Written for Daily Hive by Tristan Elliott, a third-year BBA student who currently works in the treatment industry. He is passionate about issues affecting the local community, economy and Canada as whole.
According to Statistics Canada, over 21% of Canadians suffer from a substance-use disorder at some point during their life. It’s not uncommon like you might think. There is little doubt that workplace productivity, morale and culture are all significantly affected by drug and alcohol addiction. A healthy workforce leads to a healthy workplace.
For employers, it is often difficult to differentiate between someone who is a social user and someone who has a problem, not to mention whether or not it’s even anyone’s business.
People who are in the midst of addiction often feel trapped, worry about stigma, and continually convince themselves that they’ll “fix it tomorrow.” They are alone, and the ability to make a change often depends on some sort of intervention.
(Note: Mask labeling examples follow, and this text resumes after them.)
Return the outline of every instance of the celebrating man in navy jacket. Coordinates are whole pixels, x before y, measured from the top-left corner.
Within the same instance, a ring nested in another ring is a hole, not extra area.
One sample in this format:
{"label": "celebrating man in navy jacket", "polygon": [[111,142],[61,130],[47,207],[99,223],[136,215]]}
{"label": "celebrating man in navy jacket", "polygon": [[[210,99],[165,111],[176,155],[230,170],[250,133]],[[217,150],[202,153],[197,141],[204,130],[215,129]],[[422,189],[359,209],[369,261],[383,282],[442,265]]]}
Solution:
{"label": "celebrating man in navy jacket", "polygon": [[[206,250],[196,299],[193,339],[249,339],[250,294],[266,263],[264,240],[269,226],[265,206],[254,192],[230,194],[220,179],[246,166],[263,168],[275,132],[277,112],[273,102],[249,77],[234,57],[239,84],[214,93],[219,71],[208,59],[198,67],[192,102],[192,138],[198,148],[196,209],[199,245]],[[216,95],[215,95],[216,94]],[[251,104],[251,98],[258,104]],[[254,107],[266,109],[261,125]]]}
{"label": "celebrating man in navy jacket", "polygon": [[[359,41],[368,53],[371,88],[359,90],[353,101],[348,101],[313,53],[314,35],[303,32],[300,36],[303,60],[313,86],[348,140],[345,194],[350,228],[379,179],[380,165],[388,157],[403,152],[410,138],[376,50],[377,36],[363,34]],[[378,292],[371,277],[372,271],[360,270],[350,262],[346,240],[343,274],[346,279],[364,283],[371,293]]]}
Helping your employee or co-worker is good for the organization, good for society, and most of all good for the impacted individual and their family.
Here are some ways to spot addiction in the workplace:
1. Physical Indicators
When people are healthy and in a good place, they take care of themselves.
Classic warning signs of someone who no longer has the ability or desire to function at their regular capacity are significant weight loss, an unshaven face, cessation of make-up or hairstyling, and consistent overly casual dress. Addiction always affects appearance.
2. Absenteeism, Punctuality & Productivity
If your employee is consistently showing up late, missing days without an excuse, or calling in sick more than normal, there is a strong chance that they’re struggling with something.
If you know an individual completes a set amount of work over a certain period of time, and all of a sudden they’re no longer able to produce at the same rate, you should be concerned.
Don’t turn a blind eye if deadlines start getting missed with regularity.